Tekin Bilge yazının başında belirttiğimiz gibi 1965
senesinde, Şükrü Gülesin, Melih Ilgaz gibi futbolcu arkadaşlarıyla birlikte
Profesyonel Futbolcular Sendikasını kurdu:
İzmir'deki antrenör kursundan bir hatıra. Tekin Bilge'nin hemen önünde Gündüz Kılıç, onun önünde Ahmet Karlıklı. Sol başta Ali İhsan Karayiğit. |
"Futbolcuların problemleri vardı. Bir futbolcular
sendikası kurduk, ben de başkanlığını yaptım. Bir hukuk bürosu kurduk. Bütün
ihtilaflı futbolcuların davalarını görmeye başladım. Yirmi tane kadar enteresan
davalar gördük. Mesela Lefter'i İskenderun'da antrenörlük yaparken bıçaklamışlar.
Sendika olarak oraya gittik, mahkemeyi takip ettik. Ali Sami Yen Stadı'nın
açılışında Bulgaristan maçı vardı. Biz de sendikayı yeni kurmuştuk. Tribün
parmaklıkları iyi yapılmamış. İzdihamda yirmi otuz kişi kırılan parmaklık
yüzünden aşağı düştü. Onun üzerine stadı kapattılar. Orası kapanınca maçlar
için bir tek İnönü Stadı kaldı. Orada da ligler oynanırken para için
konkurhipik yarışları yapıldı. Atları koşturdular. Futbolcuların tetanoz olma
tehlikesi vardı. Ali Sami Yen Stadı açılmazsa grev yapacağımızı duyurduk. Hemen
eksikler giderildi ve stat açıldı."
"Enteresan olaylar da yaşadık. Vilayetten bir polis
geldi, sizi vali çağırıyor dedi. Gittim. 'Senin için komünist diyorlar,' dedi. 'Sendikalı
olmak komünistse komünistim,' dedim. O zamanlar 141-142. maddeler vardı.
Komünizm propagandası yapmak beş seneden başlıyordu. Bir de 163.madde vardı,
din propagandasını yasaklıyordu. Turgut Özal kaldırdı bu iki maddeyi. Yani
141'e göre gidiyorduk biz neredeyse. Hukukçu bir vali muavini vardı. O anladı
meseleyi. Onun üzerine beni bıraktılar. Orhan Ayhan o zaman Tercüman
gazetesindeydi. Benim Don Kişot gibi olduğumu yazmıştı. Sonra Beşiktaşlı
Şükrü'yü (Gülesin) getirdik başkanlığa. Bizim zamanımızda futbol oynayarak
hayatını kurtaran futbolcu yoktu. Metin Oktay bile doğru dürüst para almazdı.
Sonra bizim sendikaya da girdi Metin. Şükrü'den sonra Turgay Şeren başkanlık
yaptı. Daha sonra Futbolcular, Antrenörler ve Monitörler Sendikasını kurduk. 12
Eylül'den sonra sendikal faaliyetlerin üzerine çok gidildi. Bizim sendika
kapanınca Profesyonel Futbolcular Derneği kuruldu. Turgay orada devam etti."

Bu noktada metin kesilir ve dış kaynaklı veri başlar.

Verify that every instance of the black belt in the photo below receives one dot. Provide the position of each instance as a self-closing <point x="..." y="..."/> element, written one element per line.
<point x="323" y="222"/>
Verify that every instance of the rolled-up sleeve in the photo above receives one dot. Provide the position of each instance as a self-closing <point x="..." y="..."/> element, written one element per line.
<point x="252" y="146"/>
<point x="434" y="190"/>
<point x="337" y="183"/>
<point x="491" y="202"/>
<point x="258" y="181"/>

Bir Beykoz-İstanbulspor maçında. |
Tekin Bilge sendika kapandıktan sonra kendini mesleğine verse de, spor dünyasıyla ilişkisi kesilmedi. Pek çok sporcunun avukatlığını üstlenip davalarına girdi. Olimpiyat komitesi üyeliği yaptı. Beşiktaş kulübünün Fulya tesislerini mülkiyetine geçirmesi konusunda etkin mücadele verdi. Mesleğini öldüğü güne kadar faal biçimde sürdürdü. 23 Ağustos 2016 akşamı yoğun bir çalışma gününün ardından geldiği evinde kalp krizi geçirerek son nefesini verdi.
tekin bilge babamdır sağolun emeklerinize...
YanıtlaSilBabanız Av.Tekin Bilge'yi Cağaloğlu Atasaray İş hanındaki bürosunun karşı bürosunda bulunan kendisinin arkadaşı olan dayım Av.İhsan Esendağ'ın ofisinde yaz tatillerinde çalışırken 1967-68 yıllarında tanımıştım.Kendisini ,beyefendi ,yakışıklı ve şık giyinen biri olarak tanırdım.
YanıtlaSilIşıklarda uyusun .Allah rahmet eylesin.
teşekkürler
SilAfyon spor camiasında ismini sıkça duyduğum Tekin Bilge'yi kendi ifadeleriyle tanımak güzeldi.Allah rahmet eylesin,mekanı cennet olsun.